In New York State, all private schools, both secular or religious, are required to provide an education “substantially equivalent” in scope and sequence to the public schools. That means an education with a clear goal of preparing students for the Regents exams and a Regents diploma — an education that prepares them to meet the economic and societal challenges of modern life.
Having received such an education in New York at Yeshiva University High School, I, my schoolmates, and the thousands of others who have been educated in modern Orthodox and yeshiva high schools attest that this is a standard that can be achieved without corrupting one’s religious beliefs.
But many yeshivas in New York right now are failing to provide their students with the necessary general studies education — offering boys just four hours per week of general studies education, and virtually no general studies once those students reach high school. (Education is strictly gender-segregated and most girls receive an education adequate to allow them to work at entry-level jobs.)
That is why I decided to chair the Rabbinical Council at Yaffed, an advocacy group committed to improving educational curricula within ultra-Orthodox schools. Yaffed believes that every child is entitled to a fair and equitable education that is in compliance with the law. Our work involves raising awareness about the importance of general studies education, and encouraging elected officials, Department of Education officials, and the leadership of the ultra-Orthodox world to act responsibly in preparing their next generation for economic sufficiency and broad access to the resources of the modern world.
The Yaffed mission shouldn’t be a controversial one: It is to ensure that all students receive the critical tools and skill sets needed for long-term personal growth and self-sufficient futures.
So why is Yaffed controversial?
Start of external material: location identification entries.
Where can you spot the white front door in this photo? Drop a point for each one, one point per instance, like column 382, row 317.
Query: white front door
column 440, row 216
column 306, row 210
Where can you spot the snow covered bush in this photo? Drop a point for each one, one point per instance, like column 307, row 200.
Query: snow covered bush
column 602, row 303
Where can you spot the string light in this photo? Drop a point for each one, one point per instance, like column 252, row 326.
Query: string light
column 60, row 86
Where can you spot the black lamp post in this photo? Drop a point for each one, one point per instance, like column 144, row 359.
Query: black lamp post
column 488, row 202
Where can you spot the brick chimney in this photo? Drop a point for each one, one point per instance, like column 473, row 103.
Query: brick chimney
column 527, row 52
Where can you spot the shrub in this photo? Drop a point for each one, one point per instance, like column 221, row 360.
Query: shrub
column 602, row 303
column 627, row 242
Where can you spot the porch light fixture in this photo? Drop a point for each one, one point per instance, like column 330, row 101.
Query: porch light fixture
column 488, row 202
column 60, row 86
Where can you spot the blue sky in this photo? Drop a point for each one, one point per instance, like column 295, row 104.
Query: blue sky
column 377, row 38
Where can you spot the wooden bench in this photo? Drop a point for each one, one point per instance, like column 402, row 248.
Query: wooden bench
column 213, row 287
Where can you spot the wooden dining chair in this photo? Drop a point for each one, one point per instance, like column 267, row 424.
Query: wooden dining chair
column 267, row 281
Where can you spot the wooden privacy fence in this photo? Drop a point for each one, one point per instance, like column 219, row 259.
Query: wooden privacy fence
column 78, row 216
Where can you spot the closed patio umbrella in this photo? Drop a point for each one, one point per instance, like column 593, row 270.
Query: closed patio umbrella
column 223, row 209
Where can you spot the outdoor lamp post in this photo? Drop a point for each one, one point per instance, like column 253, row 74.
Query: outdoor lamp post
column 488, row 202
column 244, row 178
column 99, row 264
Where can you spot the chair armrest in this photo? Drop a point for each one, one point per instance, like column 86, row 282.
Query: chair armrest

Because many people in the chasidic community, influenced of course by their leaders, assert that increased attention to general studies will detract from the ultimate value of Torah study. Furthermore, they are concerned that high school general studies will serve as a corruptive influence against their beliefs, and that such study and the world to which that study exposes their children, will invite some of them to defect from the chasidic community.
As a hedge against legally required government oversight and standards, an organized effort by the chasidic communities has advanced claims that this mandated oversight will allow the government to impose any curriculum on their schools, including sex education and advocacy for same-sex acceptance. Remarkably, they have found allies in some secular private schools who have been led by fear to support this inaccurate claim.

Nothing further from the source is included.